In den vergangenen 70 Jahren waren November und Dezember immer der zweit- und drittbeste Monat für den S&P 500. Gleiches gilt für den Dax mit seiner mehr als 30-jährigen Geschichte. Der breit gefasste US-Index legte in diesen Monaten im Schnitt rund eineinhalb Prozent zu. Der deutsche Leitindex gewann sogar jeweils etwa 2,5 Prozent. Für den europäischen Stoxx600 ist das Jahresende ebenfalls eine gute Zeit.
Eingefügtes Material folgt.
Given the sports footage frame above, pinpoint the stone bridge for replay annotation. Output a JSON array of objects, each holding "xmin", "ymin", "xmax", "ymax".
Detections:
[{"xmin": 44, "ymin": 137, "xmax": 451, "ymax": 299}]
"Eigendynamik ist eindeutig ein Faktor", sagt Anlagestratege George Pearkes vom Vermögensberater Bespoke. "Wenn die Aktienkurse das ganze Jahr steigen und die Leute unterinvestiert sind wollen sie vor dem Jahresende noch zukaufen." In Jahren, in denen der S&P 500 in den ersten elf Monaten mehr als 20 Prozent zulege, falle das durchschnittliche Plus noch einmal höher aus, rechnet Anlagestratege Ryan Detrick vom Vermögensverwalter LPL vor. Der Dax steigt in solchen Hausse-Zeiten zum Jahresabschluss sogar gut doppelt so stark wie sonst im Dezember. Beim Stoxx600 ist es mit etwa 6,5 Prozent sogar mehr als drei Mal so viel wie üblich. Im laufenden Jahr hat lediglich der S&P 500 die 20-Prozent-Marke übersprungen.
KONJUNKTURHILFEN FLIEßEN WEITER
Aber auch fundamental spreche viel für eine Fortsetzung der Aktienrally, auch wenn sich die Omikron-Variante rasch ausbreite, sagt Anlagestratege Lars Kreckel vom Vermögensverwalter LGIM. "Die fiskalische Unterstützung, falls erforderlich, dürfte nicht anders ausfallen als in früheren Wellen." Wenn in den vergangenen Wochen Staaten Pandemie-Restriktionen verschärften, hätten sie Unternehmen mit Konjunkturhilfen unter die Arme gegriffen. In den USA könne ähnliches erwartet werden, da die Demokraten in beiden Häusern des Kongresses eine Mehrheit hätten.
Das Auftauchen der Omikron-Variante sei ohnehin nur ein Vorwand gewesen, um nach der Rally der vergangenen Monate Gewinne mitzunehmen, sagt Anlagestratege Jack Janasiewicz vom Vermögensverwalter Natixis. "Starke Firmengewinne und eine wahrscheinlich expandierende Wirtschaft sollten größere Kursverluste verhindern." Eine explosionsartige Ausbreitung von Omikron und neue flächendeckende Lockdowns würden im schlimmsten Fall das Wachstum der Weltwirtschaft im ersten Quartal 2022 auf zwei Prozent halbieren, prognostizieren die Experten der Bank Goldman Sachs.